There was a time in our marriage when Mike traveled extensively, occasionally out of reach, as when he crossed from Germany into Poland during the Cold War. During one trying separation, I promised God that, surviving these times, I would assist a single mother with her struggles. God heard the promise and laughed. It was years before I became aware that the single mom would be our daughter, and the assistance would be full time.
Many people assume that because we live together, ED requires financial and emotional support. She can stand on her own. She pays her way (or more, at times). She is the mother 100%. She works more than full-time. Although the news is reporting a lack of workers. I am not sure what people are doing. ED and her friends are working like maniacs.
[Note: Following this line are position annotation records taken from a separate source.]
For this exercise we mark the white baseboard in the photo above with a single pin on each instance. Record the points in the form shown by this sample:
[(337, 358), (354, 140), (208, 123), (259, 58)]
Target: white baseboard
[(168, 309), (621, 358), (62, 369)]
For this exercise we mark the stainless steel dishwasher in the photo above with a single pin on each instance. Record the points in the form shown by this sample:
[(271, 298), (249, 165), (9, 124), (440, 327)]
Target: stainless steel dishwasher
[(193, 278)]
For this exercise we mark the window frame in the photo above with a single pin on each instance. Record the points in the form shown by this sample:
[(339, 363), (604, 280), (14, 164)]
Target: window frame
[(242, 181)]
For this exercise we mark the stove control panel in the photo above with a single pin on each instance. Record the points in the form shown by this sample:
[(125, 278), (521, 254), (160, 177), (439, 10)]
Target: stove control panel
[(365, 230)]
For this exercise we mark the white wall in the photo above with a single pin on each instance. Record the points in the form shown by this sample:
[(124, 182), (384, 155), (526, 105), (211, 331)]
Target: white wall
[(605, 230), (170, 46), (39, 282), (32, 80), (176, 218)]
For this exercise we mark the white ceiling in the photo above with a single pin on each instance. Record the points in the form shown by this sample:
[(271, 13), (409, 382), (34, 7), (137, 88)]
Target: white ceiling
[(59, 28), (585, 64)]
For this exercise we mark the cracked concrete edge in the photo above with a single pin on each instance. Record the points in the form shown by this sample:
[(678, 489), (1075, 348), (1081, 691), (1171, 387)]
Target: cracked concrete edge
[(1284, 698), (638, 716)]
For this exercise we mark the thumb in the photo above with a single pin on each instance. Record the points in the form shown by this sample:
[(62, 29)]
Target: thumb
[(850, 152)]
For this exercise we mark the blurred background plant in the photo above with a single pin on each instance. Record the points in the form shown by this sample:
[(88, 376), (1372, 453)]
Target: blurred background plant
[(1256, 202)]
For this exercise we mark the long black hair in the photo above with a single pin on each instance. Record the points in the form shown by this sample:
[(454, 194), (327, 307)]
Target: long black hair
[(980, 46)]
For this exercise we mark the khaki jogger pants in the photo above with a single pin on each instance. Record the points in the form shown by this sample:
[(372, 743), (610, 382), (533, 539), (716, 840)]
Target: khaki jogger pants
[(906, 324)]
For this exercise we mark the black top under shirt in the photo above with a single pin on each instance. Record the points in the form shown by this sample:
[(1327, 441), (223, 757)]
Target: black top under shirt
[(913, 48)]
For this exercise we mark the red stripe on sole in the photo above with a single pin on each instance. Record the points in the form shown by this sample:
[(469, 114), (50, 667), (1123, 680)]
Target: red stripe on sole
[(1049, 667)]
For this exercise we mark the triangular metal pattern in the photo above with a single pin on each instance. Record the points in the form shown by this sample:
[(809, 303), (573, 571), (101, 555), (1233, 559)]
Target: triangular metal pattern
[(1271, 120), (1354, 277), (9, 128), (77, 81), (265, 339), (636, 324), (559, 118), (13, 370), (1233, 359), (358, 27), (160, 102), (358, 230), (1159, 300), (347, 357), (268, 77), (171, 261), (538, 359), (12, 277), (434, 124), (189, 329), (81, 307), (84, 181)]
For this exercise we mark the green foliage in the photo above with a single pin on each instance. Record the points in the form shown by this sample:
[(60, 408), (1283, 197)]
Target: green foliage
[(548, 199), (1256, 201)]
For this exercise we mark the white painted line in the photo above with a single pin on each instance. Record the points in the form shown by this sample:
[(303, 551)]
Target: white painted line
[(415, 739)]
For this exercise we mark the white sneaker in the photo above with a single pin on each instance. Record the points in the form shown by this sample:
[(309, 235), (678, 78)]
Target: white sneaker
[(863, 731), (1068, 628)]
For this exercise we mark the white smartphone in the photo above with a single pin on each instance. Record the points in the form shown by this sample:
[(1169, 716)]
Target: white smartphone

Thus, the household has been full of tension recently as ED struggles to work her 50+ hours, grab time for hiking, and muster the energy to cope with two teen-age boys, one of whom is in the hormonal adolescent sulkiness.
Mowgli had reached the pinnacle of my tolerance. This loveable, energetic nymph had transformed into a swirling cloud of nastiness. Sensing his fears that I will try to take his mother’s place (no way!), I implored Mike to address Mowgli, suggesting a script before sending sent him off.
My brief intervals of single parenting taught me that it is nice to have a partner to relieve the tension when needed. You know, the day you come home from a tough day at work and just want to take a hot bath, but Junior needs extra help with homework or assurance to traverse the intricacies of adolescence. Or is nasty when you feel nasty. Or the spouse comes home and needs you to be the calm presence. I think that is the reason God required two people to make a baby.
My words or Mike’s, it worked. Mowgli displayed a civilized demeanor the following day. It won’t last, I know. But everyone needs another half. I am glad that we can be here for ED.